Con la decisione riportata in epigrafe la Corte conferma l’orientamento riconoscendone la ratio garantistica, che permette un maggiore affidamento rispetto alle tesi “sostanziali e contenutistiche” le quali, non offrendo un criterio certo ed univoco di distinzione, finiscono per esporre il soccombente, “le cui esigenze di tutela assumono nella materia in esame preminente rilievo”, al “rischio di perdere il diritto a impugnare” nel caso in cui la propria ricostruzione sia contraddetta dal giudice dell’impugnazione (così la citata Cass., S.U., 711/1999).
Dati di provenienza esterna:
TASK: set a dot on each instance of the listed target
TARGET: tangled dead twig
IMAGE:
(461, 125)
Ciò premesso sul piano astratto, la Cassazione ha osservato che l’errore commesso dalla corte territoriale è consistito nell’attribuire un significato processuale al fatto che la seconda sentenza aveva “tenuto conto, ai fini della liquidazione delle spese, soltanto delle attività effettuate dopo la prima”: criterio, secondo la Corte, “fallace e illogico, perché utilizza elementi esterni e posteriori al provvedimento della cui definitività si controverte, in quanto tali ininfluenti sull’affidamento delle parti circa il regime d’impugnazione applicabile a quel provvedimento”.
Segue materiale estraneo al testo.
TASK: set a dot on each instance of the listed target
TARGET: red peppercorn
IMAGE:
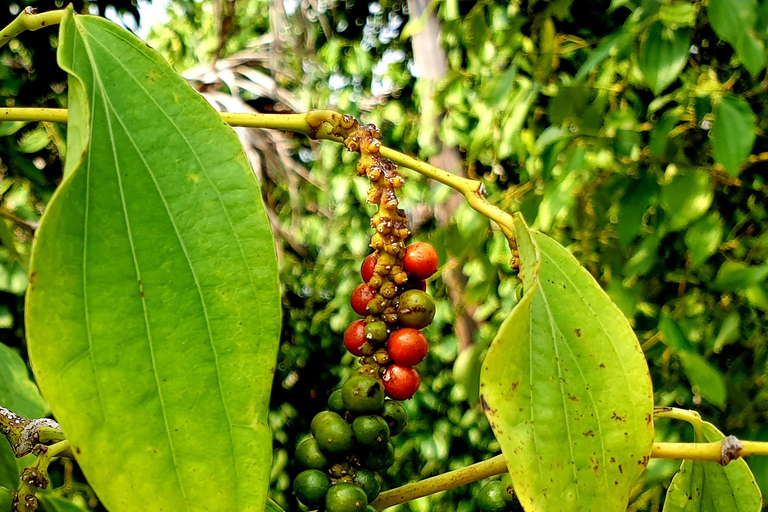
(361, 296)
(400, 383)
(407, 347)
(420, 260)
(369, 265)
(354, 337)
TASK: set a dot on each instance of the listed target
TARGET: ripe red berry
(361, 296)
(416, 284)
(354, 337)
(400, 383)
(407, 347)
(368, 267)
(420, 260)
In sintesi, le Sezioni Unite confermano dunque l’orientamento che privilegia, ai fini di cui si discute, l’indagine sui requisiti esterni del provvedimento, anche in virtù del c.d. principio di apparenza, e tra essi l’indicazione sulla definitività o meno contenuta nella sentenza stessa, con la sola precisazione, funzionale alla stessa “salvaguardia delle esigenze di certezza e di affidamento”, che il criterio deve essere contemperato con opportuni correttivi nelle ipotesi in cui l’obiettivo contrasto tra gli indici formali comporti, in caso di riserva d’impugnazione e successiva dichiarazione d’inammissibilità dell’impugnazione per tardività, una violazione dell’art. 24, comma 2 Cost nella sua “componente essenziale” che permette “di ottenere, mediante l’impugnazione, il riesame della causa da parte di un giudice diverso da quello che ha emanato il provvedimento” e che, come ha ricordato recentemente anche la Corte costituzionale, rappresenta, “anche nella sua essenziale declinazione di diritto ad impugnare”, il “contenuto indefettibile di una tutela giurisdizionale effettiva” (Corte Cost., 9 aprile 2019, n. 75).